By CAITLIN KNOX
The Bands of Georgetown College have been around for 168 years; providing entertainment, quality music and morale boosts to our athletes. What would football and basketball games be like without our Grr… Band? How would the fans, distracted by their nachos, know that GC had scored without the tune of celebration in the background? Sporting events just wouldn’t be the same without them.
The “Fighting Tiger Grrr… Pep Band,” shortened to FTGPB or Grr… Band, is made up of an eclectic group of music majors, minors and electives. It is not a requirement for students, and you are accepted based on an audition or interview. “We look for a good ‘fit’ and students who are exemplars of our Five-Fold Band Tenets—academic excellence, musical achievement, spiritual values, leadership skills and commitment to Georgetown College,” says Dr. Pete LaRue. The Grr… Band as we know it came to us when LaRue became band director in 1993.
To the talented instrumentalists, it is a bonding experience. Playing for hours in the heat and never being able to sit with non-band friends during games can seem like a terrible time, but not when you’re practically family. “In all honesty, I really enjoy pep band,” says saxophonist Crystal Jackson. “It’s really time consuming and kind of crazy, but it’s fun.”
Senior Lauren Kohake has been playing flute in pep band since her freshman year, and she agrees with Jackson. “Pep band (and band in general) is like a family. We encourage each other musically, academically and spiritually. You can’t really understand Tiger Bands unless you’re a part of it,” she says. When asked what she remembered most out of her four years involved in Pep band, her favorite memories included: “going to basketball games in Frankfort, laying on the sidelines at a football game and going to Windsor Gardens to play for the residents.”

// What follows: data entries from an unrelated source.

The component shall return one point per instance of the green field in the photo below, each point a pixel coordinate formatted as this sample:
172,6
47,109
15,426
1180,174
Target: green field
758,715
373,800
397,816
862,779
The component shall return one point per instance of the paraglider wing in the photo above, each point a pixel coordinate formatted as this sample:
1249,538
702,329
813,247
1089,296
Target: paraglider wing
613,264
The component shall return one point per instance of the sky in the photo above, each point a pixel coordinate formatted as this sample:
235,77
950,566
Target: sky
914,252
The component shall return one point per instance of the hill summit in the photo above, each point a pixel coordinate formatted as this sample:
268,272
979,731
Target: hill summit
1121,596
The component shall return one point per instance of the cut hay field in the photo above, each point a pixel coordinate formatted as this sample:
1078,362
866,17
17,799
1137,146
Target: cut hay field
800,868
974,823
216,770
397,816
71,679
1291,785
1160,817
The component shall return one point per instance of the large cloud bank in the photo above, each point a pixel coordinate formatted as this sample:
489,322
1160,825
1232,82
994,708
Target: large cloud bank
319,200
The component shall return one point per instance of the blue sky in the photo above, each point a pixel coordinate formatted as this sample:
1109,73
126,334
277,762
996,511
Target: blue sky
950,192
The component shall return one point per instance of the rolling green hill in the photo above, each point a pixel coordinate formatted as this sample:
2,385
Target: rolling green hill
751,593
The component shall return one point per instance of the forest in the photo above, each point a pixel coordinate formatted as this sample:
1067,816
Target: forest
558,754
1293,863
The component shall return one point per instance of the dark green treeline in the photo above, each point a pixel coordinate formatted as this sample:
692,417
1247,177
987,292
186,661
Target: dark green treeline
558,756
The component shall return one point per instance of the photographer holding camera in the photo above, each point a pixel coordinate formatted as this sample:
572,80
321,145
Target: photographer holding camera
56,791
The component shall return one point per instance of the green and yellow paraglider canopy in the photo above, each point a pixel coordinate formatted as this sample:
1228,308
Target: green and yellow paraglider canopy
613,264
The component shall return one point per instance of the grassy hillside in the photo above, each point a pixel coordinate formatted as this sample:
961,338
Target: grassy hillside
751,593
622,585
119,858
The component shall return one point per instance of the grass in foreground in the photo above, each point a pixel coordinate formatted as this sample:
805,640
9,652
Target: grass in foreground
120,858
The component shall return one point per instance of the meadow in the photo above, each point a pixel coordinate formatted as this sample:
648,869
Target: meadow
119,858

The Tiger Symphonic Band plans to have a concert on Nov. 19, with an apocalypse theme. Why base a concert on the end of the world? “Just in case the Mayans are right,” say LaRue, referring to the Mayan calendar theory that the apocalypse will hit this Dec. 21, 2012. Senior tubist and composer Evan Harrell will be premiering an original work; a piece that he wrote with the concert theme in mind. “The idea of writing about the end of the world, apocalypse, whatever you want to call it, seemed intriguing to me,” he said. Although his piece does not have a name yet, he describes it as “looking at the end of the world from the other side: redemption, opportunity, a clean slate.”
The Tiger Bands have been everywhere together—Dayton, Pittsburg, Nashville, Memphis, Savannah, Tulsa, St. Louis and Kansas City to name a few- and their director couldn’t be more proud.
“In hundreds and hundreds of performance settings over the years, I have always been consumed with pride regarding the e xtraordinary work and effort of the Band Scholars. They truly are a focal point of excellence, excitement and enthusiasm for our entire campus community.”